Hızlıca yatağımdan kalkıp hızlı adımlarla banyoya doğru yol aldım kapıyı açtığım gibi karşımdaki ayna bana görünüşümden çok ruhumu yansıtıyordu.
Kilo vermiştim, gözaltlarım çökmüştü, cildim fazla kuruluktan dökülmeye başlamıştı, kendimi tanıyamıyordum her anlamda.
Hızlı bir duştan sonra bugün ne giyeceğime karar vermek için dolabımın karşısında geçtim, annem henüz işe gitmemiş olacak ki alt kattan bazı konuşma sesleri duyuyordum.
Annem, babası gibi çok başarılı ve korede hatrı sayılır bir avukattı, ailenin tek varisi olarak bu geleneği devam ettirmek bana kaldığından Korenin en iyi üniversitelerinden birinde Hukuk kazanarak ailemi gururlandırmıştım.
Tabii bu gurur uzun sürmemiş 3. Sınıfta yaşadığım büyük burhan sonucunda ellerine kocaman bir hiç olarak geri dönmüştü.
'' Hayatını yeniden kazanmalısın'' dedim kendi kendime aylar sonra ilk defa kendime bu kadar inanarak.
Hızlıca siyah bir crop siyah mini etek ve siyah ince çorabımı giyerek kendimi makyaj masamın önüne attım, sanki yıllardır elime almıyormuş gibi hissettiren rimel,allık ve hafif bir gloss ile gelişigüzel bir makyaj yaptım.

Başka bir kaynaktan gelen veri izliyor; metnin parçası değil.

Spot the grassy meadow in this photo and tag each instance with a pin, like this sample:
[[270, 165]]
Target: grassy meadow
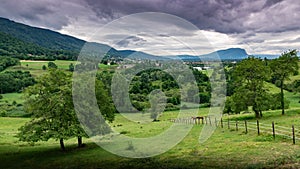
[[226, 148]]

Çantamı alıp çıkmak için kapıya yöneldiğim sırada gözlerim saate takıldı. Dersim 10.40'daydı ve saat daha yeni 9 olmak üzereydi.
Hızlıca çantamı geri bırakıp çalışma masama oturdum, masamın tam karşısındaki yoldan geçen insanları izlemeye koyuldum, kuş cıvıltılarının eşlik ettiği bu ana uzun süredir hiç bu kadar iyi hissetmediğim farkettim.

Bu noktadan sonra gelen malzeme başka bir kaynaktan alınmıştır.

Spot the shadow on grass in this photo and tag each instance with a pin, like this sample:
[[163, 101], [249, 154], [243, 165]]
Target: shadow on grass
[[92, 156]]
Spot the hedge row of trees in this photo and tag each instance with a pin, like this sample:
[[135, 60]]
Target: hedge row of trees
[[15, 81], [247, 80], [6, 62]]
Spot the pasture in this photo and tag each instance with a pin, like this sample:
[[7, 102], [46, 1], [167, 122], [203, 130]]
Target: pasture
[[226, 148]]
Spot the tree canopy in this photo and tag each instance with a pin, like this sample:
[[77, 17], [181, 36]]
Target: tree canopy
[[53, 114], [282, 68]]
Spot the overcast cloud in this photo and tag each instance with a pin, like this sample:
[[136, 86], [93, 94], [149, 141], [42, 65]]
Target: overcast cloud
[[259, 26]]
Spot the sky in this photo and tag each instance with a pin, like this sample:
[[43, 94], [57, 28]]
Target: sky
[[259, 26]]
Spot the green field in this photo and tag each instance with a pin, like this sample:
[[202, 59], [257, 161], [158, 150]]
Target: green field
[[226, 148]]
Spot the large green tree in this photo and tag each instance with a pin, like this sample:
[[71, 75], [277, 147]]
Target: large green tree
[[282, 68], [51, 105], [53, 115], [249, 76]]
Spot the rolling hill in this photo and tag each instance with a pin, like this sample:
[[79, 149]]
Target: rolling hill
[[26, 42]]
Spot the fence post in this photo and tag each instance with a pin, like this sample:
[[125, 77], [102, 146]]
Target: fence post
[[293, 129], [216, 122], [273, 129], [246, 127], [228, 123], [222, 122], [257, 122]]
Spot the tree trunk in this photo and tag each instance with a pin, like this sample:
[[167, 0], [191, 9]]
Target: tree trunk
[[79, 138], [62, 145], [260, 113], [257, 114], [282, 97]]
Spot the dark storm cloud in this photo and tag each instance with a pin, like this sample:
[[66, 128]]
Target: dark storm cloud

Hayatımı yeniden kazanacaktım, emindim 12 aydır çektiğim tüm acı yerini bu sabah anlamlandıramadığım bir öfkeye bırakmıştı.
Hızlıca kitaplığıma yöneldim, o geceden beri içimi döktüğüm günlüğümü alıp masama geri döndüm kapağını açana kadar planım yazdıklarımı okumaktı.
Tekrar
Tekrar
Ve tekrar
''Artık bunu yapmayacağım'' dedim fısıltıyla, hızlıca son sayfaya geldiğimde gördüğüm manzara beni her ne kadar şok etse de bu sabah yatağımdan kalktığımda verdiğim kararları destekleyecek nitelikteydi.
ŞİMDİ OKUDUĞUN
Rivalite
FanfictionBir ilkbahar gecesi, on bir yakın arkadaş, her zamanki yerlerinde toplanır. Geçmiş anıları canlandırır, gelecek hayallerini paylaşır ve birlikte gülmekten gözyaşı dökerler. Ancak o gece, beklenmedik bir olay yaşanır ve arkadaşlıkları sonsuza kadar...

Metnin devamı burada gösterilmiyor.